The base of the log doesn’t matter for the shape of the distribution, it will remain the same. This because log-transformed values of different bases are linearly related, for example, \(log_{10}(x) = \frac{log_e(x)}{log_e(10)}\), and as we saw above, linear transformations doesn’t change the shape of a distribution.



4.4 Probability 2: Probability distributions

Gelman et al. (2021) define “probability distribution” in an informal way that also defines “random variable”:

A probability distribution corresponds to an urn with a potentially infinite number of balls inside. When a ball is drawn at random, the “random variable” is what is written on this ball.

Gelman et al. (2021), Section 3.5, p. 40


For discrete variables, there is a finite set of balls (outcomes) in proportion to their probability (so twice as many balls for an outcome twice as probable as another outcome). For continuous variables, the set is infinite, because there are infinitely many numbers in any interval of a continuous variable. Still, there will be more balls with numbers in a given interval than in another.

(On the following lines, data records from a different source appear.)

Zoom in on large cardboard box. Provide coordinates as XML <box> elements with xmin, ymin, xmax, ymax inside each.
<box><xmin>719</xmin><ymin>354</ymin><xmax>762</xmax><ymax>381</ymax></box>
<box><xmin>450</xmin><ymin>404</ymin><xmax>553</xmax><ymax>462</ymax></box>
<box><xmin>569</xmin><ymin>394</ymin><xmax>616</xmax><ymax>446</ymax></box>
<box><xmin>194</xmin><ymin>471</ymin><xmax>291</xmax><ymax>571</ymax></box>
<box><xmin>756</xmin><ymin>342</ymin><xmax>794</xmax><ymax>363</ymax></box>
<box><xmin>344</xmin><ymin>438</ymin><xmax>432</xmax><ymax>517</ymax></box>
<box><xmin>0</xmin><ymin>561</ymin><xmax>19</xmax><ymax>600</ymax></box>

We will focus on the Normal distribution in this course, but let’s start with the Binomial distribution.

Binomial Distribution

The Binomial distribution may be thought of as the “coin-tossing” distribution: It gives you the probability of the number of outcomes classified as “successes” (e.g., “heads”) in \(n\) independent trials with two outcomes (e.g., a coin toss), each with success probability \(p\) (\(p = 0.5\) for a fair coin, \(p \neq 0.5\) for an unfair coin).

Notation

The notation \(Y \sim Binomial(n, p)\) means that the random variable \(Y\) is distributed as the Binomial distribution with \(n\) independent trials, each with probability \(p\) of success. Y can take on the values 0, 1, …, n. 

A special case of this distribution occurs when \(n = 1\), known as the Bernoulli distribution. The notation \(Y \sim Bernoulli(p)\) means that \(Y\) is distributed as the Binomial distribution with \(n = 1\), where \(Y\) can take on only the values 0 or 1.

\(P(Y = y) = \binom{n}{y}p^y(1-p)^{n-y}\) gives the probability of \(y\) successes in \(n\) trials, where \(\binom{n}{y}\) is the number of ways you can draw \(y\) objects from a set of \(n\) objects, if order doesn’t matter (try out the choose() function in R).

Expected value (mean value): \(E(Y) = np\)

Standard deviation: \(SD(Y) = \sqrt{np(1-p)}\)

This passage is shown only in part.